Precipitation, meanwhile, is expected to be below normal from Aug. 2-6 in almost exactly the same area that will see higher-than-normal temperatures, the NOAA said.
About 59% of the U.S. soybean crop was in good or excellent condition as of Sunday, down from 61% a week earlier, the Department of Agriculture said in a report this week.
Sixty-one percent of corn earned top ratings this week, down from 64% a week earlier, the USDA said.
For the next five days, however, a band of rain is expected in a long line stretching from southern Colorado east to the Atlantic seaboard, NOAA data show.
Wheat futures rose overnight on uncertainty about whether grain will begin shipping from Ukraine ports after an agreement was reached last week.
That deal was thrown into chaos when Russia bombed the Ukrainian port city of Odesa over the weekend. Since then, officials have said the ships will begin moving soon, but so far any movement has been slow, reportedly due to mines in the port.
Shipments from Ukraine have been mostly halted since late February when Russian forces started attaching the country.
Before the attacks began, Ukraine was forecast to ship 24 million metric tons of wheat, making it the third-largest exporter of the grain. The USDA now believes exports will total only 10 million metric tons.
Soybean futures for November delivery rose 9 3/4¢ to $14.19 ¾ a bushel overnight on the Chicago Board of Trade. Soymeal dropped $6.10 to $420 a short ton, while soybean oil futures added 1.47¢ to 60.66¢ a pound.
Corn futures for December delivery jumped 13¢ to $6.16 a bushel.
Wheat for September delivery rose 15 1/4¢ to $8.05 ½ a bushel while Kansas City futures added 13 3/4¢ to $8.75 ½ a bushel.**
2. Ethanol Production Falls, Inventories Hit lowest Level in a Month
Ethanol output fell last week while inventories dropped to the lowest level in a month, according to data from the Energy Information Administration.
Production of the biofuel declined to an average of 1.021 million barrels a day in the week that ended on July 22, the EIA said in a report.
That's down from 1.034 million barrels per day, on average, a week earlier.
In the Midwest, by far the biggest producing region, output fell to an average of 962,000 barrels a day from 973,000 barrels the previous week, the agency said.
Gulf Coast production dropped to an average of 23,000 barrels per day from 26,000 barrels the previous week.
That was the entirety of the losses as production elsewhere was unchanged.
East Coast production was unchanged week-to-week at 12,000 barrels per day and Rocky Mountain output was steady at 15,000 barrels a day, the government said.
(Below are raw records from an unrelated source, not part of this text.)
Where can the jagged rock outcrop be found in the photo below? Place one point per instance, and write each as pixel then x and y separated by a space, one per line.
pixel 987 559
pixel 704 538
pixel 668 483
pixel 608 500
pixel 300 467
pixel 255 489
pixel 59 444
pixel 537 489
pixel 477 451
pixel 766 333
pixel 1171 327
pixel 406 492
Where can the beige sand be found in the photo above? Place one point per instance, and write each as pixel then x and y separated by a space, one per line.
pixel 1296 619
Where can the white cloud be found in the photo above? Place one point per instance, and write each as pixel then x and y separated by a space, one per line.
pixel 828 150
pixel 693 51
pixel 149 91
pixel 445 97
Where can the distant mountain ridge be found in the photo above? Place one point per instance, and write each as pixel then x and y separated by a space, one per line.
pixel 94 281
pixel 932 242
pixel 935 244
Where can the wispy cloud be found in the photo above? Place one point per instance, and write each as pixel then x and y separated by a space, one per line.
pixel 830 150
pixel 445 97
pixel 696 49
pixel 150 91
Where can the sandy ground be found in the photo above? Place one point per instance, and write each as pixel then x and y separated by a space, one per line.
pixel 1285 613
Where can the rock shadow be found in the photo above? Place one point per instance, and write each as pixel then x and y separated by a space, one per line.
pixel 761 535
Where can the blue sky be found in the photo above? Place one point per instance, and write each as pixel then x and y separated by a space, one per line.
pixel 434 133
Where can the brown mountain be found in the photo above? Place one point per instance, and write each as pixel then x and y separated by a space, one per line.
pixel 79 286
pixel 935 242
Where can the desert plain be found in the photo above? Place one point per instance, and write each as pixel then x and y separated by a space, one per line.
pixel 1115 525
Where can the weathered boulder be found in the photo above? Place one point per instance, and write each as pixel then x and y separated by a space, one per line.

West Coast production remained at 9,000 barrels a day, on average, for the ninth straight week.
Ethanol inventories, meanwhile, fell to 23.328 million barrels in the week through July 22, the agency said.
That's down from 23.553 million barrels a week earlier and the lowest level since the seven days that ended on June 24, the EIA said in its report.
3. Thunderstorms Possible in Central Missouri and Illinois
Thunderstorms are possible today in parts of central Missouri and Illinois with some storms potentially turning severe, according to the National Weather Service.
"There is a chance of thunderstorms along and south of I-70 this afternoon and evening," the NWS said in a report early this morning. "Isolated strong to severe storms are possible mainly over southeast Missouri and southwest Illinois this afternoon and evening."
Strong winds are the primary threat associated with the system.
Chances of storms persist throughout the weekend in the area, the agency said.
Further west in parts of Colorado and New Mexico, flood warnings are in effect as excessive rain continues to fall, the NWS said.
In eastern Colorado along the Kansas border, flash flooding is a threat as precipitation keeps falling in saturated areas. Storms will spread throughout the day and may result in flooding of low-lying areas, creeks, streams and canyons, the agency said.
Rain may continue throughout the night into Friday, increasing the chances for flash flooding, the NWS said.